Things to be Aware of Regarding Health Insurance Policies
- Most health insurance plans set a maximum benefit amount that will be provided for all covered services and supplies over the lifetime of the covered individual. This is called a lifetime maximum. This maximum is often set at $1,000,000.
- Most health insurance plans set a maximum benefit amount that provides for particular services and supplies, such as a maximum benefit of $250,000 for organ transplants.
- Some health insurance plans limit the benefit that will be provided per day for a covered service. This is called a daily maximum. They may also limit the number of days that a service will be covered. These types of limits are generally used for services including mental and nervous disorders, skilled nursing facilities, and home health care.
- Many health insurance plans limit the total benefit that will be provided per year for covered services. This is called an annual maximum. These limits are generally used for those services where it is difficult to assess whether the service is medically necessary.
- Most health insurance plans exclude or limit coverage for a period of time for medical conditions that existed within a certain period, commonly six months, prior to the date coverage began for which medical advice, diagnosis, care or treatment was recommended or received. This is called a preexisting condition waiting period. The waiting period is commonly 12 months. In most cases, insurance companies must reduce this waiting period by the number of days you were covered under prior health insurance plans, as long as you had no more than a 90-day break in your health insurance coverage and the current plan is an employer health plan.
Deductibles, Coinsurance, and Other Charges
- A deductible is a specified dollar amount an individual must pay in each policy period before reimbursement for expenses begin. The primary purpose of the deductible is to encourage individuals to use health care services only when necessary. A separate deductible may be required for specified services such as hospital admissions or prescription drugs. Some health plans may include a provision that allows any claims incurred in the last quarter of the policy period to be carried over and applied to meet the deductible in the next quarter.

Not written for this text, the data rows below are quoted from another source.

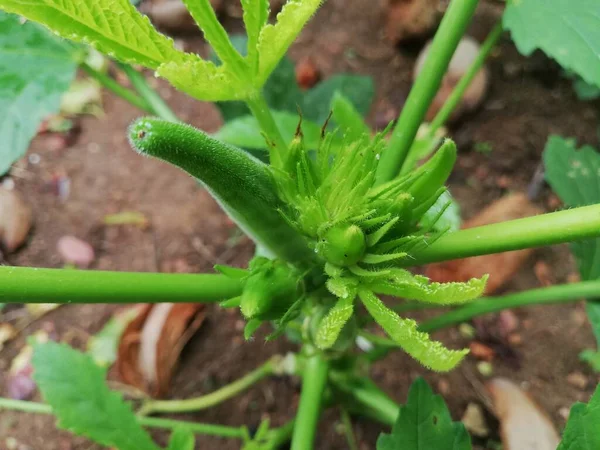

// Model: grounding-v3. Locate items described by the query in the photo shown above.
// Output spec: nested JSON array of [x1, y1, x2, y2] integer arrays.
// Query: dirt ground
[[2, 0, 600, 449]]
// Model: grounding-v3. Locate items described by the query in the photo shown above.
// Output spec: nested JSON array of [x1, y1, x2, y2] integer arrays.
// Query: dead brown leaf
[[116, 303, 205, 397], [0, 188, 33, 253], [426, 193, 543, 295], [487, 378, 560, 450]]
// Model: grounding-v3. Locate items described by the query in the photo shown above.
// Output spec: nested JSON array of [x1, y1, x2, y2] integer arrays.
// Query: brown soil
[[2, 0, 600, 449]]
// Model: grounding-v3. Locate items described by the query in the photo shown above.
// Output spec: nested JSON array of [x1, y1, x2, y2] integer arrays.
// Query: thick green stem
[[246, 93, 287, 166], [118, 63, 179, 122], [138, 357, 278, 416], [0, 266, 243, 304], [376, 0, 480, 184], [406, 204, 600, 266], [429, 21, 504, 135], [420, 279, 600, 333], [81, 63, 153, 113], [0, 398, 247, 439], [290, 352, 329, 450]]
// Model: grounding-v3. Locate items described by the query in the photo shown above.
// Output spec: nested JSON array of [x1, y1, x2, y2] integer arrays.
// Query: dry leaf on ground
[[0, 188, 33, 253], [116, 303, 206, 397], [426, 193, 542, 295], [487, 378, 560, 450]]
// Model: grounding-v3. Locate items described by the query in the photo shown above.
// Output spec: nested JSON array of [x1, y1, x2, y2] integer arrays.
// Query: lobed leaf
[[0, 11, 78, 175], [180, 0, 248, 78], [359, 290, 468, 371], [369, 269, 487, 305], [32, 341, 159, 450], [377, 377, 472, 450], [256, 0, 322, 85], [241, 0, 269, 70], [0, 0, 184, 69], [503, 0, 600, 87], [157, 55, 247, 102], [315, 296, 354, 349], [557, 383, 600, 450]]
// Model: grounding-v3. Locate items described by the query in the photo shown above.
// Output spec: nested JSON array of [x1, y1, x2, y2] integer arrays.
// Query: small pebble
[[56, 236, 95, 268], [566, 372, 588, 390]]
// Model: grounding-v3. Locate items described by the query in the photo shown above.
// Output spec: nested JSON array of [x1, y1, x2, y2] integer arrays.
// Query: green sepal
[[368, 270, 487, 305], [266, 296, 306, 341], [315, 296, 355, 349], [244, 318, 263, 340], [406, 140, 456, 207], [215, 265, 249, 279], [358, 289, 468, 371], [128, 118, 313, 266], [240, 257, 301, 319], [220, 296, 242, 308]]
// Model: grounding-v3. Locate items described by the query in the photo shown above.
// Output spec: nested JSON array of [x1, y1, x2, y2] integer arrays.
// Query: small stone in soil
[[56, 236, 95, 268], [566, 372, 588, 390]]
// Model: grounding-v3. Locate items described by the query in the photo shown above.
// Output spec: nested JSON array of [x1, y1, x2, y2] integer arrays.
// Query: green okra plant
[[1, 0, 600, 449]]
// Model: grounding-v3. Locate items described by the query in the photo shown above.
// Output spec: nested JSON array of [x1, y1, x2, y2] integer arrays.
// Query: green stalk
[[376, 0, 480, 184], [406, 204, 600, 266], [138, 357, 278, 416], [81, 63, 153, 113], [0, 266, 242, 304], [118, 62, 179, 122], [428, 21, 504, 135], [0, 398, 247, 439], [420, 279, 600, 333], [290, 352, 329, 450], [246, 93, 287, 166], [340, 408, 359, 450], [330, 376, 398, 426], [264, 419, 296, 449]]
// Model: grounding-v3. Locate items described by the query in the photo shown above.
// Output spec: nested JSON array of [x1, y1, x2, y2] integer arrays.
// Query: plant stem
[[0, 266, 243, 304], [376, 0, 480, 184], [246, 93, 287, 166], [0, 398, 248, 439], [340, 408, 359, 450], [138, 357, 278, 416], [265, 419, 296, 450], [290, 352, 329, 450], [406, 204, 600, 266], [330, 376, 398, 426], [81, 63, 154, 113], [429, 21, 504, 135], [420, 279, 600, 333], [118, 62, 179, 122]]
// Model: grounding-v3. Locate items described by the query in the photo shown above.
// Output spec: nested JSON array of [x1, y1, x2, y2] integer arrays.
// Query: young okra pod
[[129, 118, 314, 266]]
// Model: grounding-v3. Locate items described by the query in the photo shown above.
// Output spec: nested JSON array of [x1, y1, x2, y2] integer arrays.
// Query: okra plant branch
[[376, 0, 480, 183], [406, 204, 600, 265], [0, 266, 243, 303], [0, 398, 249, 439], [137, 356, 282, 416]]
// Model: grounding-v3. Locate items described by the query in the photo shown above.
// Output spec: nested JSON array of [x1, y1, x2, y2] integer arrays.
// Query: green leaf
[[180, 0, 248, 78], [256, 0, 323, 85], [0, 0, 184, 69], [241, 0, 269, 69], [330, 91, 370, 140], [543, 136, 600, 347], [214, 111, 323, 150], [87, 306, 140, 367], [303, 74, 374, 124], [167, 428, 195, 450], [0, 12, 78, 175], [503, 0, 600, 87], [32, 341, 160, 450], [157, 56, 247, 102], [557, 383, 600, 450], [358, 290, 468, 372], [368, 269, 486, 306], [573, 78, 600, 101], [377, 377, 472, 450]]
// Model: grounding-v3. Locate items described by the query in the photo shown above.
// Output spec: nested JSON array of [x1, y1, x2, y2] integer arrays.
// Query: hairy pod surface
[[128, 118, 313, 265]]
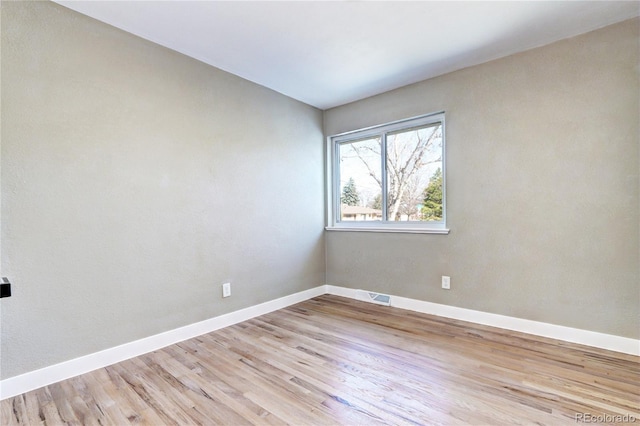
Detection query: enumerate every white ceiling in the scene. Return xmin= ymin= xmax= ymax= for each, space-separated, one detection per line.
xmin=55 ymin=1 xmax=639 ymax=110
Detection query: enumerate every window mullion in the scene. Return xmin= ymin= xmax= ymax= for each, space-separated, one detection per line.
xmin=381 ymin=133 xmax=388 ymax=222
xmin=334 ymin=141 xmax=341 ymax=223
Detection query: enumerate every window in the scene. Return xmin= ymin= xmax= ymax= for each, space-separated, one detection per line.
xmin=327 ymin=112 xmax=448 ymax=233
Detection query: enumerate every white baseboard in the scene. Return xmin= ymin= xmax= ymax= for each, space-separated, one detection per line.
xmin=0 ymin=285 xmax=327 ymax=400
xmin=326 ymin=285 xmax=640 ymax=356
xmin=2 ymin=284 xmax=637 ymax=400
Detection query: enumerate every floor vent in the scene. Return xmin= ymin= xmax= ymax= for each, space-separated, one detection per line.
xmin=355 ymin=290 xmax=391 ymax=306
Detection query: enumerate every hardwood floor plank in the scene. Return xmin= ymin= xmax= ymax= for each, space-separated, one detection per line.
xmin=2 ymin=295 xmax=638 ymax=425
xmin=177 ymin=338 xmax=336 ymax=425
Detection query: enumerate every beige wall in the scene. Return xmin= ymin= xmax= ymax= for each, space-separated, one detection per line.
xmin=1 ymin=2 xmax=325 ymax=379
xmin=324 ymin=18 xmax=639 ymax=339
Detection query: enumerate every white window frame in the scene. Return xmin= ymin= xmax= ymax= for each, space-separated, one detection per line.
xmin=326 ymin=112 xmax=449 ymax=234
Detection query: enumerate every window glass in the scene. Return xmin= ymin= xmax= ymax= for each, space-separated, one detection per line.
xmin=338 ymin=137 xmax=382 ymax=222
xmin=386 ymin=123 xmax=443 ymax=222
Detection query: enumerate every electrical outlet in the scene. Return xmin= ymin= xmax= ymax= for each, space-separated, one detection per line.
xmin=222 ymin=282 xmax=231 ymax=298
xmin=441 ymin=276 xmax=451 ymax=290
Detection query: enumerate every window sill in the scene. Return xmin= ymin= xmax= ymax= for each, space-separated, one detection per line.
xmin=325 ymin=226 xmax=450 ymax=235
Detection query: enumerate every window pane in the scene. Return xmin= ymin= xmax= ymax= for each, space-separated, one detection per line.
xmin=338 ymin=137 xmax=383 ymax=221
xmin=386 ymin=123 xmax=443 ymax=222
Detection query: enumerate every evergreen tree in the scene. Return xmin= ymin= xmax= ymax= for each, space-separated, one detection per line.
xmin=341 ymin=177 xmax=360 ymax=206
xmin=421 ymin=168 xmax=443 ymax=220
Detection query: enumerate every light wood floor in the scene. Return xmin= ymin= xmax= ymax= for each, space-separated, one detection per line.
xmin=2 ymin=295 xmax=639 ymax=425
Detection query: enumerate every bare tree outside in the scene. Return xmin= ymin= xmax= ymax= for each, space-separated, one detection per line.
xmin=348 ymin=124 xmax=442 ymax=221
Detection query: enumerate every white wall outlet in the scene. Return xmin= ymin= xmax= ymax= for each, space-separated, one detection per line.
xmin=222 ymin=282 xmax=231 ymax=298
xmin=442 ymin=276 xmax=451 ymax=290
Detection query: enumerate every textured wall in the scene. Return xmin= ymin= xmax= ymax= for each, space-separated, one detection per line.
xmin=1 ymin=2 xmax=325 ymax=379
xmin=324 ymin=18 xmax=639 ymax=339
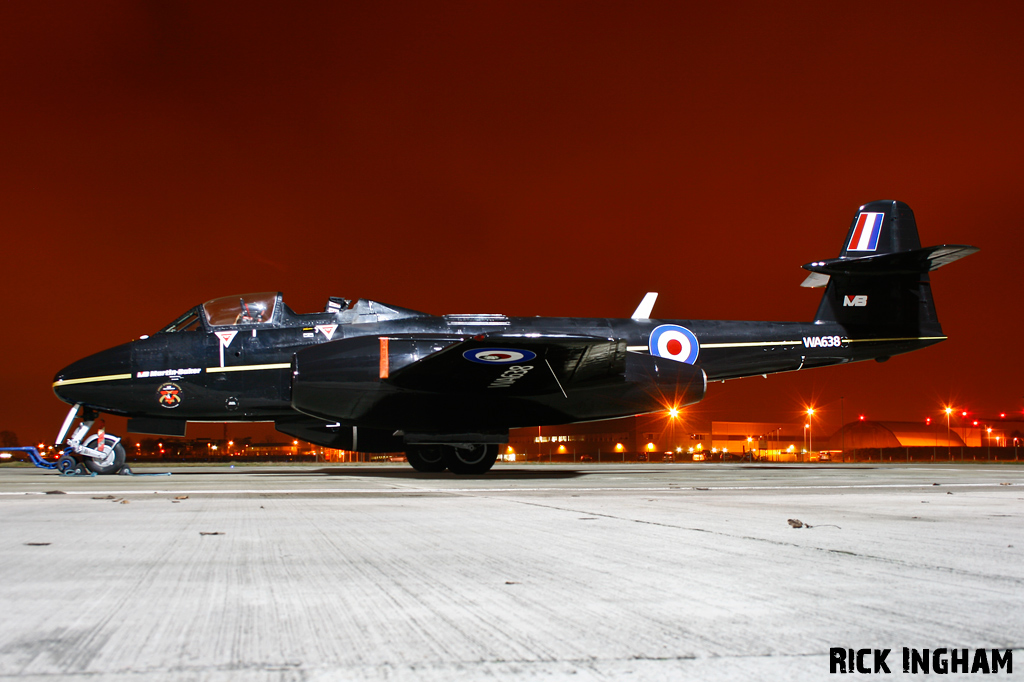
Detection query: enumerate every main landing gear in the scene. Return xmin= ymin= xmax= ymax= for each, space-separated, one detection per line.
xmin=404 ymin=443 xmax=499 ymax=475
xmin=53 ymin=404 xmax=129 ymax=475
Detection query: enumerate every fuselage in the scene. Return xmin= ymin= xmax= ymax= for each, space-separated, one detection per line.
xmin=52 ymin=293 xmax=943 ymax=439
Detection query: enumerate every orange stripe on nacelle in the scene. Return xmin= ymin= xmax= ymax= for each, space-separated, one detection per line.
xmin=379 ymin=337 xmax=389 ymax=379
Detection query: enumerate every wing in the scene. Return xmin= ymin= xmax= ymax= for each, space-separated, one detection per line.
xmin=386 ymin=333 xmax=628 ymax=395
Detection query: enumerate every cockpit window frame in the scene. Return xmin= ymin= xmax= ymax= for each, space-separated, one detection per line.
xmin=202 ymin=292 xmax=280 ymax=327
xmin=157 ymin=307 xmax=203 ymax=334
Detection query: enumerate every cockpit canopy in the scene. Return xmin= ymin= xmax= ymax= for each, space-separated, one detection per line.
xmin=157 ymin=292 xmax=428 ymax=334
xmin=203 ymin=292 xmax=278 ymax=327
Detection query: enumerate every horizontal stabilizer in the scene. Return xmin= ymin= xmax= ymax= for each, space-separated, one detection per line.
xmin=802 ymin=244 xmax=978 ymax=277
xmin=800 ymin=272 xmax=831 ymax=288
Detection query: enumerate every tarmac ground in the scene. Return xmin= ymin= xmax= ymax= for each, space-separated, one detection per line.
xmin=0 ymin=462 xmax=1021 ymax=681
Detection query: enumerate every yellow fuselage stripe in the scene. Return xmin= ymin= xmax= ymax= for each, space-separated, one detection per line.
xmin=53 ymin=373 xmax=132 ymax=387
xmin=846 ymin=336 xmax=947 ymax=343
xmin=700 ymin=341 xmax=802 ymax=348
xmin=205 ymin=363 xmax=291 ymax=373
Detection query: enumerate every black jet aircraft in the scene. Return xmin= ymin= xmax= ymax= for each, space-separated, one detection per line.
xmin=51 ymin=200 xmax=976 ymax=475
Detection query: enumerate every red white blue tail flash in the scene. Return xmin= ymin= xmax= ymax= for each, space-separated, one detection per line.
xmin=649 ymin=325 xmax=700 ymax=364
xmin=847 ymin=212 xmax=884 ymax=251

- Coinsurance is that percentage of covered services and supplies the insurer will pay for after the individual pays the de-ductible. The individual is responsible for the amount the insurer does not pay. A common coinsurance arrangement is for the insurer to pay 80% of charges for covered services and the individual 20%.
- Out-of-pocket maximum is the maximum dollar amount the individual pays for covered services and supplies during a specified period, generally a calendar year. This maximum may be defined to include or exclude the deductible. Once the out-of-pocket maximum is paid, benefits are paid at 100% of covered charges. However, if covered charges are less than actual charges, you may be responsible for the difference between covered charges and actual charges, regardless of whether you have met the out-of-pocket maximum.
- A copayment is the fixed dollar amount that the individual is required to pay at the time each covered service takes place. Copayments vary by type of service. They are commonly used with emergency services and prescription drugs.
- A usual, customary and reasonable (UCR) charge is an established maximum amount that an insurance company will reimburse for a medical expense covered under your health insurance policy. UCR charges are generally determined based on charges that are actually billed by providers for each medical procedure or service in a geographical area. In order to determine a reasonable charge, UCR charges are commonly calculated as a percentile of the charges billed by providers. The percentile must be at least 80% under Alaska regulation. The 80th percentile is the billed charge amount for which 80% of all charges actually billed by providers for a service or supply are less than or equal to that amount and 20% are greater than that amount.
- Under most health insurance plans, you will be responsible for paying any amount billed by a hospital or physician that is larger than the insurer’s established UCR charges for the service or procedure unless under the insurer’s contract with the hospital and provider, the hospital, or provider agrees to accept the insurer’s payment as payment in full. In this case, you would not be responsible for paying any amount that exceeds the insurer’s UCR charges.
- The following is an example of how the various charges described above impact the amount you may be responsible for paying for medical services:
Coordination of Benefits
This provision applies to the situation where an individual is covered under two or more different health insurance plans. It must be included in all insurance plans. This provision sets forth the rules under which benefits under the plans be coordinated so that the individual does not receive duplicate payments for a service, thereby being reimbursed more than what was spent. Duplicate coverage frequently occurs when an individual is covered under both their own and their spouse’s insurance plans. Most coordination of benefits provisions require that the individual’s own plan pay first on a claim, and the other plan only pay the amounts not covered by the first plan. It is important that this provision be reviewed so that misunderstandings can be avoided regarding the benefit payments each insurer will make.